Sonic: Fast, lightweight and schemaless search back end in Rust

Sonic: Fast, lightweight and schemaless search back end in Rust(github.com)

238 points by louis-paul 7 years ago | 39 comments

Always nice to see more alternatives to Elasticsearch. That project could be so much better with some proper planning and focus.

There's also Toshi: https://github.com/toshi-search/Toshi which is built on top of Tantivy: https://github.com/tantivy-search/tantivy

And for C++, there's Xapiland: https://github.com/Kronuz/Xapiand

And for Go, there's Blast: https://github.com/mosuka/blast built on Bleve: https://github.com/blevesearch/bleve

mrec 7 years ago |

Huh. When this was initially posted it had a weird and commercially restrictive license, but it looks like that's been reverted, possibly after (polite) discussion on /r/rust. It's MPL 2 now.

https://github.com/valeriansaliou/sonic/issues/52#issuecomme...

javitury 7 years ago |

Performance figures are awesome. Also language support is great.

> Sonic only keeps the N most recently pushed results for a given word

This index discards old entries. This is fine for messages, in which aging items lose relevance. Yet the developer uses it for a help desk, which I think should give equal importance to all items.
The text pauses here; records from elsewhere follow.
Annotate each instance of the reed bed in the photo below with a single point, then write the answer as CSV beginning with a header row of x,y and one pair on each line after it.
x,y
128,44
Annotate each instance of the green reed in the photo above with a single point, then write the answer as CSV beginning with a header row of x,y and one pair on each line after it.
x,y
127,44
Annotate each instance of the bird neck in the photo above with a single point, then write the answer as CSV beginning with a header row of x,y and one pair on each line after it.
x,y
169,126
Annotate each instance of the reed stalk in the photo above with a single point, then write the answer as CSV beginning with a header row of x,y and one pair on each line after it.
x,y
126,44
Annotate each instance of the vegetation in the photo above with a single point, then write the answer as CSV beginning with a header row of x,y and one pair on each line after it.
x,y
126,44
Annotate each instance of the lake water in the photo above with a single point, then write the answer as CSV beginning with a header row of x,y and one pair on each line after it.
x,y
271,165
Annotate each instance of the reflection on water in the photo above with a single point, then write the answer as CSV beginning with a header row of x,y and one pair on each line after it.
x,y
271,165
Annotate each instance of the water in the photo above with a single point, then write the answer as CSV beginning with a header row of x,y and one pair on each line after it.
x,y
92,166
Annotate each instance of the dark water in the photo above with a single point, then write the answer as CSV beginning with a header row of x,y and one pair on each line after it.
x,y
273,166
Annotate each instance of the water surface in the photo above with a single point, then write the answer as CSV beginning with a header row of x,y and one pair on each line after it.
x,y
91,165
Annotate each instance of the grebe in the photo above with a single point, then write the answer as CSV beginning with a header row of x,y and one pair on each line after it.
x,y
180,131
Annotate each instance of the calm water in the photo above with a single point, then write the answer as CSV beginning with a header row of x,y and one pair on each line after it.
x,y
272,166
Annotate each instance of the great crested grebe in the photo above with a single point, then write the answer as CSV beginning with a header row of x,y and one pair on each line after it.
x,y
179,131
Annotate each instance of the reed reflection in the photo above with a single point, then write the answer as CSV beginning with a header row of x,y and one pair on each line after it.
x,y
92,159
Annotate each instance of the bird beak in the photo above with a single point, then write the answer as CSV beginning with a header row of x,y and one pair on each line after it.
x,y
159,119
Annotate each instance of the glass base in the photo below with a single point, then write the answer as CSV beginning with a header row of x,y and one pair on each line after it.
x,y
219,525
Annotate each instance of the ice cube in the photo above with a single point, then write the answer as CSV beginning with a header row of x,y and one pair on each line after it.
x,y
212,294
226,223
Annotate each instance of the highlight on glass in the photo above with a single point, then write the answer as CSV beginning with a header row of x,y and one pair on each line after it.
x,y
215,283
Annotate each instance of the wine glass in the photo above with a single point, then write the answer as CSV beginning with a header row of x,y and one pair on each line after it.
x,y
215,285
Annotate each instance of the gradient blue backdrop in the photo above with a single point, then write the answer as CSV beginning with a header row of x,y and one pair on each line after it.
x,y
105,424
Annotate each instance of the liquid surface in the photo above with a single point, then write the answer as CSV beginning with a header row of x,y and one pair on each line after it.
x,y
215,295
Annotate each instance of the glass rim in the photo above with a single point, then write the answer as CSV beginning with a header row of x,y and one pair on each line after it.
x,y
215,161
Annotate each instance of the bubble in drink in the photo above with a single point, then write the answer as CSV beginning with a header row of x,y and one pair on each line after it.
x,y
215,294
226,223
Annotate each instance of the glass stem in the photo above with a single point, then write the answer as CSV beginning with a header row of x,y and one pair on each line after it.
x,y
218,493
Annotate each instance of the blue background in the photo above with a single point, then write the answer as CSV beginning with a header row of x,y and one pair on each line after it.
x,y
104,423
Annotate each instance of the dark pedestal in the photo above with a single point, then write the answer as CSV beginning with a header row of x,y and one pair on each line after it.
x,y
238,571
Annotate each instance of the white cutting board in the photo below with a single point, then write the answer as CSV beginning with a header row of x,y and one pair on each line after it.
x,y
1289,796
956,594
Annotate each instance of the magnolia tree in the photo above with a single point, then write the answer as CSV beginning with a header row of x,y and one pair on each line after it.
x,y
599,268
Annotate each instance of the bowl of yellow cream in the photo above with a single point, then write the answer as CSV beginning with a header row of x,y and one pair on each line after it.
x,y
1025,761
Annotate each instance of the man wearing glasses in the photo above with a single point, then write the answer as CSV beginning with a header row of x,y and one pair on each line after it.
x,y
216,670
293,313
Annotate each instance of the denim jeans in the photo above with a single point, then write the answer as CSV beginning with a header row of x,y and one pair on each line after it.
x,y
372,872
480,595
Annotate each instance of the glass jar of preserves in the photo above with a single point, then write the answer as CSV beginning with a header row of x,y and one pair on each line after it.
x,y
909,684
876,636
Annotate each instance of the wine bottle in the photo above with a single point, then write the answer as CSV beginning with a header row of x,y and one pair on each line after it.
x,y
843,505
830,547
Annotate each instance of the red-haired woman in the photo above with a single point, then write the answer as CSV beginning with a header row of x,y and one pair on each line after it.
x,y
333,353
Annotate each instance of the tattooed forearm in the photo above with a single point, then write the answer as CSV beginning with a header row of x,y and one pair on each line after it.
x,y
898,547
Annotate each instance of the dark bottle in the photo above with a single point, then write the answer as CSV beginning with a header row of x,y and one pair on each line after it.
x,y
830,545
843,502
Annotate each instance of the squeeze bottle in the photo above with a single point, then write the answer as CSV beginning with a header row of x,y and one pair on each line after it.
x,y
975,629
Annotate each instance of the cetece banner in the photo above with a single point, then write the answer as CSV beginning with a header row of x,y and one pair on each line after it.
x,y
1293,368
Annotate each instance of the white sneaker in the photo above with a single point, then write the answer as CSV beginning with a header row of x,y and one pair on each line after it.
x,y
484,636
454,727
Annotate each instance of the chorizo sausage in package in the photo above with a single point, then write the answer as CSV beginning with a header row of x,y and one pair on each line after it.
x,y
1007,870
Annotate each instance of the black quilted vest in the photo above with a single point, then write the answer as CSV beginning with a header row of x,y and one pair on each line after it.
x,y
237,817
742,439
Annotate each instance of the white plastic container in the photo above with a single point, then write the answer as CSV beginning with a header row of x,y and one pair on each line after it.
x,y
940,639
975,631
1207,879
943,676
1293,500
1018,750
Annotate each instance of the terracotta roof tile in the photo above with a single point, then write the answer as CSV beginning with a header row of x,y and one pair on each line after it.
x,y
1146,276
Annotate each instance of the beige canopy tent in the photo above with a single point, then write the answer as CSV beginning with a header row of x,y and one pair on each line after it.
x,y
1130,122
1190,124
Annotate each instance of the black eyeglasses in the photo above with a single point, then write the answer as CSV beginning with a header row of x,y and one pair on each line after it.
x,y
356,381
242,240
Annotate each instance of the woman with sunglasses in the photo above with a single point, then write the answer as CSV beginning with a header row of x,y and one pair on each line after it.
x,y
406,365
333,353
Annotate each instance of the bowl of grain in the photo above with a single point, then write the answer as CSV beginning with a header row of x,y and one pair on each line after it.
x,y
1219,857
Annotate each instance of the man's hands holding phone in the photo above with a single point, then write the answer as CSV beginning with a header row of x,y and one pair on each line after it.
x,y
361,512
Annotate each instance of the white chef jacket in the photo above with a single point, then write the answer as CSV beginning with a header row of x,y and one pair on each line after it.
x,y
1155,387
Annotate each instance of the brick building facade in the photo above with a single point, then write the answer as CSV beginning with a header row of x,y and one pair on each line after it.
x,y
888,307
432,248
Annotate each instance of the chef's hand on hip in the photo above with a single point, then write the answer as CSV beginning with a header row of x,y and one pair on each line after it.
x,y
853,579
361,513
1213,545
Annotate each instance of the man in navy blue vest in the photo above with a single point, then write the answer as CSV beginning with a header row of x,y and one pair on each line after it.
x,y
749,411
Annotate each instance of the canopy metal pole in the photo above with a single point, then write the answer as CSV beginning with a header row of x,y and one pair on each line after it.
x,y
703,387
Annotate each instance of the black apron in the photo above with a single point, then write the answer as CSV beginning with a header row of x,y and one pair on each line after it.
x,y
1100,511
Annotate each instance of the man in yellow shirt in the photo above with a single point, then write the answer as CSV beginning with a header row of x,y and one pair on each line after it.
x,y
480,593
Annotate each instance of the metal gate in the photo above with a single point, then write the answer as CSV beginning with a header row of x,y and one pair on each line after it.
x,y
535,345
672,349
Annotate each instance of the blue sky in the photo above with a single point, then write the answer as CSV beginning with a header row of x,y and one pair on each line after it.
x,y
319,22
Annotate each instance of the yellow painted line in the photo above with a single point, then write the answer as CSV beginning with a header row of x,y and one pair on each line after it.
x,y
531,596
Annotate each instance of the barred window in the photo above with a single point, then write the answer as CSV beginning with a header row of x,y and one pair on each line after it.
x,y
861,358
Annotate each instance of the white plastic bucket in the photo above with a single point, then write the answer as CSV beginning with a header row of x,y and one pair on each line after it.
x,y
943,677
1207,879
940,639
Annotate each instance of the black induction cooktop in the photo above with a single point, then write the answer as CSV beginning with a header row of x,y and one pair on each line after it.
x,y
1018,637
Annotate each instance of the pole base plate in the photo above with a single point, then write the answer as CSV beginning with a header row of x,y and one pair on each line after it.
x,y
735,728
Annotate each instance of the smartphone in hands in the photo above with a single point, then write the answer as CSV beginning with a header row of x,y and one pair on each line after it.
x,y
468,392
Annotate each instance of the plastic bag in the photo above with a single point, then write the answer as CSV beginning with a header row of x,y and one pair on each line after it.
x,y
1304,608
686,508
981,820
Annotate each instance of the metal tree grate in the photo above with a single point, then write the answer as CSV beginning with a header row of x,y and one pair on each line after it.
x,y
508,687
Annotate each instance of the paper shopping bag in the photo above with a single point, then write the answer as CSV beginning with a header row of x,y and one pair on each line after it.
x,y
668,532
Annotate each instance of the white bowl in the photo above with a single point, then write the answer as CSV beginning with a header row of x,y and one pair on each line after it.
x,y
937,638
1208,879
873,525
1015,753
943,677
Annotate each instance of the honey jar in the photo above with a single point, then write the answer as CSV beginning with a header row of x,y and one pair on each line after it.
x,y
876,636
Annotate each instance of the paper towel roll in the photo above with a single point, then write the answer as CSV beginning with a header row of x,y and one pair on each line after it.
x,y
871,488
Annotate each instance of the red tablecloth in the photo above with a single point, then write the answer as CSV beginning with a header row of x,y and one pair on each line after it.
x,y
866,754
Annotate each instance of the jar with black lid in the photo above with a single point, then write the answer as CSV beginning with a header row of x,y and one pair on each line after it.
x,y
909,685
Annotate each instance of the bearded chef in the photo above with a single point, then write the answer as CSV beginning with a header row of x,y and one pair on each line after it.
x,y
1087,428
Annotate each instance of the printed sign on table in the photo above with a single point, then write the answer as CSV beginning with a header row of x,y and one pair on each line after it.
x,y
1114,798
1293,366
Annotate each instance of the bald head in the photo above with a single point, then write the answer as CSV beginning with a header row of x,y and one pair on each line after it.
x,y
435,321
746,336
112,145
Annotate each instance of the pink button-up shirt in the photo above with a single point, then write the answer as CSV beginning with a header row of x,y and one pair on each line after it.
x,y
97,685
In this area I would say the main comperitor is Groonga. It can be integrated into PostgreSQL with the PGroonga extension, and it indexes all of the data. However it consumes way more ram.

mellab 7 years ago |

Wow. I’ve spent the last three weeks building a custom search solution in Kotlin - in my case I’m using tokenizers from Lucene and using a radix trie as an index. I actually looked at using Bleve (another rust search lib) initially but it didn’t have the right language support

Glancing over this it looks like a nearly perfect fit for my use case I just wish I had seen this a couple of weeks earlier!

networkimprov 7 years ago | |

Bleve, from Couchbase, is in Go :-)

https://github.com/blevesearch/bleve

O_H_E 7 years ago | |

And that's why I believe that the search/discovery problem is not solved yet by google

StavrosK 7 years ago | | |

Far from it, search sucks nowadays. Just think about how hard it is to find stuff from Twitter, reddit etc, even though that's where most of the content is.

And if you don't know what you want exactly, you can't find anything.

manigandham 7 years ago | | |

Google is a public service to search the internet. This product and thread is more about adding search functionality to other applications and private data.

FridgeSeal 7 years ago |

Talk about perfect timing!

I was looking for something just like this for a project in my team. We had been using this setup where a huge chunk of the data was being stored in triplicate: some of it in ES, some more of it in another database and finally the whole dataset in our data warehouse.

Hopefully I can use this to only provide the index + full text capability and just use the warehouse itself as the main db because the query performance is similar enough and the warehouse is criminally underused for what we pay for it.

winrid 7 years ago | |

What's preventing you from using ES for everything? Slow writes?

FridgeSeal 7 years ago | | |

Write speed is fine, it’s more the fact that the dataset is reasonably large, and to run an instance with enough capacity and nodes (even with spill to disk), is silly expensive.

dannycastonguay 7 years ago | |

Curious to know if you considered https://www.algolia.com/ as well?

mellab 7 years ago | | |

Algolia is a beautiful product but it’s expensive. At just 1 mil items you’re already paying 500 a month

marmaduke 7 years ago |

This looks like a breath of fresh air. Elasticsearch won’t even start if it can’t preallocate 2 GB

Xylakant 7 years ago | |

That’s just false. The default config might set the JVM HEAP to 2GB (though I’m fairly certain it’s 1GB) but ES will start up with half a GB of heap with no issue.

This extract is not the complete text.